If you shout or make a noise, I’ll cut your fucking tongue out.

‘How did you know?’

‘Know what?’ Curly asked.

‘That he was a … spook.’

Curly tapped the breast pocket of his denim jacket, where his mobile nestled. ‘Got a call, didn’t I?’

‘You weren’t supposed to have a phone.’

‘Good job I did. Else we’d still be back there with that fucking traitor. Waiting for the SAS.’

He wasn’t supposed to have a phone, it was true. Mobile phones could be traced: Larry’s rule. But before they could trace you via your phone, they had to know it was yours. Otherwise it was only a mobile signal, and everyone had one of those. So he’d bought a pre-pay, and had used it to call Gregory Simmonds, the Voice of Albion, every couple of hours. Because any time Simmonds stopped answering his phone, that meant the cops were on to them.

Curly had encountered Simmonds through the British Patriotic Party’s website, where he’d posted messages as Excalibur88, the 88 meaning HH,
Heil Hitler
. This was just after the Lockerbie bomber had been sent home. There’d been scenes on TV of him meeting a hero’s welcome: happy flag-waving crowds. Meanwhile the BNP was being taken to court, because it was against the law to have a party only for true Englishmen, and believers’ names were being plastered on the internet, an invitation to left-wing thugs to throw bricks through windows, and threaten wives and families.

The issue, Curly posted, was simple.

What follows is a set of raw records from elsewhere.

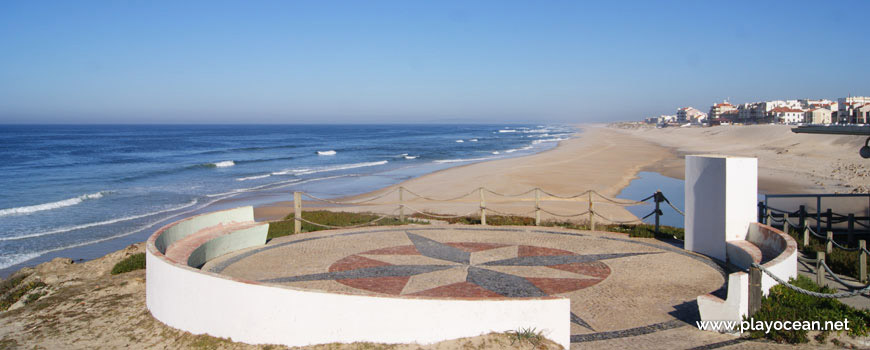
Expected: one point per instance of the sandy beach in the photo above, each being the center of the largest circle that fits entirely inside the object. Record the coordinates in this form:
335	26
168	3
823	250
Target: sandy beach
787	162
606	158
597	158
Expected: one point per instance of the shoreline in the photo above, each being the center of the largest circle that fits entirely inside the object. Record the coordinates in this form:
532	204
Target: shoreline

White man dies in a bomb attack? String up a Muslim from a lamppost. Right here, right now. Didn’t matter who. It wasn’t like the tube bombers had checked out their victims in advance, making sure there weren’t kids or nurses on the trains. You string one up and then another, to show them who they were dealing with. Kick me once, I kick you twice. And then jump on your head. That’s how you win a war, and this was a war.

So then he’d been contacted by Gregory Simmonds, the Voice of Albion. A short man with tall opinions, Simmonds had made his money in long-haul logistics, what used to be called removals. He’d founded the Voice because he was sick of seeing this once-proud country dragged downhill by scumbag politicians in the pockets of foreign interests—conversation with him was like listening to a party broadcast, but he wasn’t all talk. Voice of Albion was about action. There were a couple of other guys Simmonds knew, a plan coming together. Was Curly interested in action?

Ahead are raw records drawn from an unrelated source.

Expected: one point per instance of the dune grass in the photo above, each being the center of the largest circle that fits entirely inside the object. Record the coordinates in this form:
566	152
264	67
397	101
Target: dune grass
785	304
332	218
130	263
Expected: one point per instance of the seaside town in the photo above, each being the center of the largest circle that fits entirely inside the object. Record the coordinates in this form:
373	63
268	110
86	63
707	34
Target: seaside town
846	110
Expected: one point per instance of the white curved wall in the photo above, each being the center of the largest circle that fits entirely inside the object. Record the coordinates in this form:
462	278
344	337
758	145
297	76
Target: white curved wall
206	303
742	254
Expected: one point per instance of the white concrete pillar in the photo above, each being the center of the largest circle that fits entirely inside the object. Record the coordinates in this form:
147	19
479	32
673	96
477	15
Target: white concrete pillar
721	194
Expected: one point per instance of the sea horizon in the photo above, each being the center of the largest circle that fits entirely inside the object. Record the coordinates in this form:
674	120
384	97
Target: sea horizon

Curly was. Curly would have liked to be a soldier. Never worked out, so he was mostly unemployed, but he did a weekly off-the-books stint as an exit-coordinator at a club, what used to be called bouncing. This was in Bolton. There were more exciting cities, more exciting lives.

So anyway. Officers stayed behind the lines, but Simmonds was putting the plan together, with help from these other guys, Moe and Larry.